México: Patria y Muerte,
fotografía de José Migueles.

(© Flickr)

El desprecio de la muerte no está reñido con el culto que le profesamos. Ella está presente en nuestras fiestas, en nuestros juegos, en nuestros amores y en nuestros pensamientos. Morir y matar son ideas que pocas veces nos abandonan. La muerte nos seduce. La fascinación que ejerce sobre nosotros quizá brote de nuestro her- metismo y de la furia con que lo rompemos […].
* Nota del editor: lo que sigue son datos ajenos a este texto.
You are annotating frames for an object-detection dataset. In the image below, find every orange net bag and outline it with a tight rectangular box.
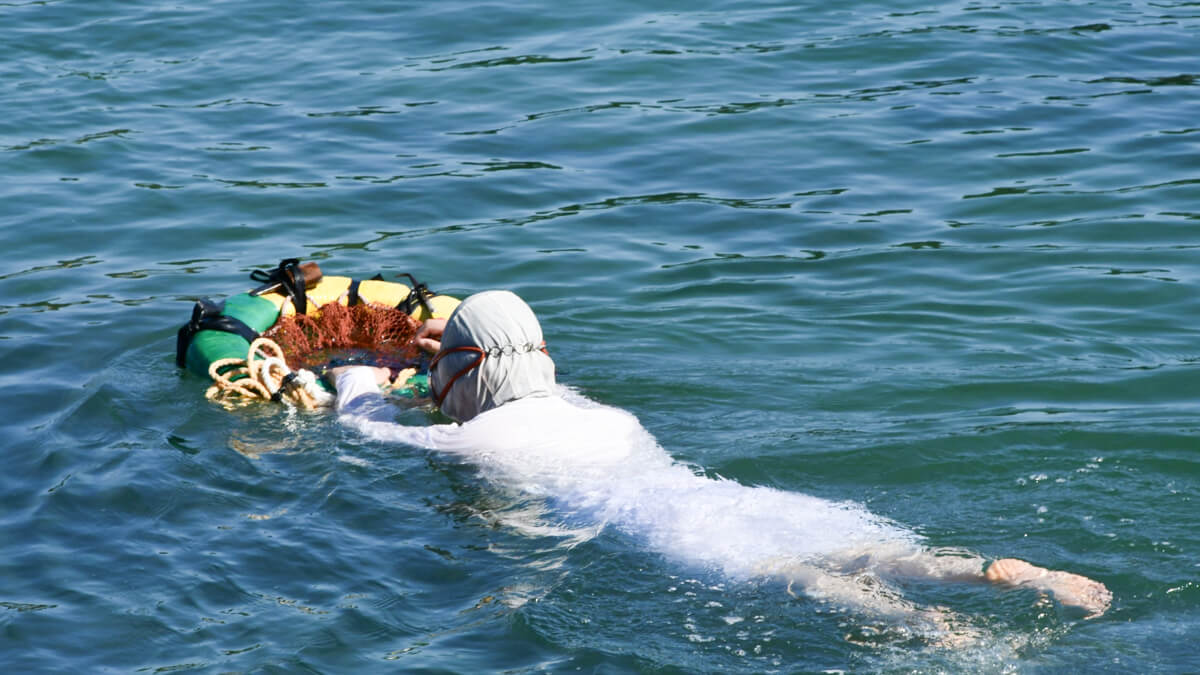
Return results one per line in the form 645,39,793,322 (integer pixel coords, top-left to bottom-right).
266,303,421,370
Por otra parte, la muerte nos venga de la vida, la desnuda de todas sus vanidades y pretensiones y la convierte en lo que es: unos huesos mondos y una mueca espantable. Es un mundo cerrado y sin salida, en donde todo es muerte, lo único valioso es la muerte. Pero afirmamos algo negativo. Calaveras de azúcar o de papel de China, esqueletos coloridos de fuegos de artificio, nuestras representaciones populares son siempre burla de la vida, afirmación de la nadería e insignificancia de la humana existencia. Adornamos nuestras casas con cráneos, comemos el día de los Difuntos panes que fingen huesos y nos divierten canciones y chascarrillos en los que ríe la muerte pelona, pero toda esa fanfarrona familiaridad no nos dispensa de la pregunta que todos nos hacemos: ¿qué es la muerte? No hemos inventado una nueva respuesta.”

Calaveras de azúcar decoradas,
una de las características del
Día de Muertos en México.

(Fuente: http://www.taringa.net/posts/info
/3832239/El-Dia-De-Los-Muertos.html)


Al transeúnte, esas consideraciones acerca de la idiosincrasia del pueblo mexicano le hacen reflexionar sobre el sentido de las muertes violentas que se producen en México, de las que casi a diario dan cuenta los medios de comunicación. ¿Tienen algo que ver con esa indiferencia ante la muerte a la que alude Octavio Paz o se trata de algo ajeno a ello, a una simple y vulgar delincuencia vinculada a tráficos diversos y clanes enfrentados? En cualquier caso, las palabras del escritor mexicano le parecen significativas para entender ciertas mentalidades, o al menos intentarlo. Pocos como él han entrado tan profundamente en el alma mexicana.



* Octavio Paz: El Laberinto de la Soledad. México, Fondo de Cultura Económica, segunda edición, revisada y aumentada, 1959. La edición que ha manejado el transeúnte es la novena reimpresión, del año 1981.